GONÇALO PEREIRA, EM
ENTREVISTA
Portugal avança na
Biodiversidade

Gonçalo Pereira é o director da edição
portuguesa da National Geographic. Em véspera de comemorações do décimo
aniversário da Revista em Portugal, Gonçalo Pereira fala de desafio
difícil, de expectativas cumpridas, e de um balanço positivo. Menos
positiva é a avaliação de Portugal na protecção da Biodiversidade.

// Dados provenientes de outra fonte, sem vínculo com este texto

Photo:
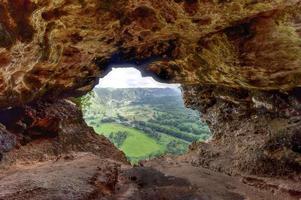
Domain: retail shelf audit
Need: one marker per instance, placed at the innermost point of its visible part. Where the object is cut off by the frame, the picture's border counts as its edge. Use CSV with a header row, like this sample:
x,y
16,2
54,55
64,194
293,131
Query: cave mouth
x,y
142,117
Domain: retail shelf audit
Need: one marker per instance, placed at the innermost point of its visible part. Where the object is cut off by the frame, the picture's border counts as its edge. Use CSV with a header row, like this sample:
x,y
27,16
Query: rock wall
x,y
239,62
58,48
46,130
254,132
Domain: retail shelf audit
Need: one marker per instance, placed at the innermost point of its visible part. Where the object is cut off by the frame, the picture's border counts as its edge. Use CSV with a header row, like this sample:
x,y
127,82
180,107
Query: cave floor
x,y
86,176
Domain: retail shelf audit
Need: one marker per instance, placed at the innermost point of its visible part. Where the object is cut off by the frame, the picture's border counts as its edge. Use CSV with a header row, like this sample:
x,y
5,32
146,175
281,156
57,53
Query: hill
x,y
153,119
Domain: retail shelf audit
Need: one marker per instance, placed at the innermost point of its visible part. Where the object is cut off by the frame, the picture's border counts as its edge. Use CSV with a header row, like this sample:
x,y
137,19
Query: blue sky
x,y
130,78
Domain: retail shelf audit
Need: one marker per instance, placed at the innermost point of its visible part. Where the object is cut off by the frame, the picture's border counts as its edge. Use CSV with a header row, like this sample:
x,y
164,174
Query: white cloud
x,y
130,78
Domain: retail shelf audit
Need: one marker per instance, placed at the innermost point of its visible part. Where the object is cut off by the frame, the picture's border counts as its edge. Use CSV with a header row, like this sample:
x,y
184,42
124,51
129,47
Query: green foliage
x,y
144,123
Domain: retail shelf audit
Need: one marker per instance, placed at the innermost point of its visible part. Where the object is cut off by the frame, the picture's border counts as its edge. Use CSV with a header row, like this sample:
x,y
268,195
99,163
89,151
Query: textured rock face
x,y
239,62
59,47
253,132
46,130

Quanto à eleição das 7 Maravilhas Naturais de Portugal, a Revista é
parceira do projecto e “O Homem do Leme” da National Geographic elegeu
com o coração, os lugares portugueses que gostaria de ver classificados
como Património Mundial da Humanidade.
Como têm sido estes quatro anos ao leme da National Geographic
Portugal?
Têm sido um desafio, um desafio difícil. A crise dos Media está à vista,
com fecho de publicações, com publicações a enfrentar uns anos muito
difíceis. Portanto, nesse aspecto, qualquer publicação no mercado
português tem sentido dificuldades. Mas tem sido um desafio, creio que,
cumprido. A Revista está bem e recomenda-se e de alguma maneira estamos
a cumprir as expectativas dos leitores, agora que estamos a entrar no
início das comemorações do décimo aniversário da revista. A revista fará
dez anos em Abril do próximo ano e estamos a começar a preparar esse
processo. Julgo que o balanço, não só de 2006 para cá, mas de 2001 para
cá, é positivo. Preenchemos um nicho no mercado.
O que é que o levou até à National Geographic?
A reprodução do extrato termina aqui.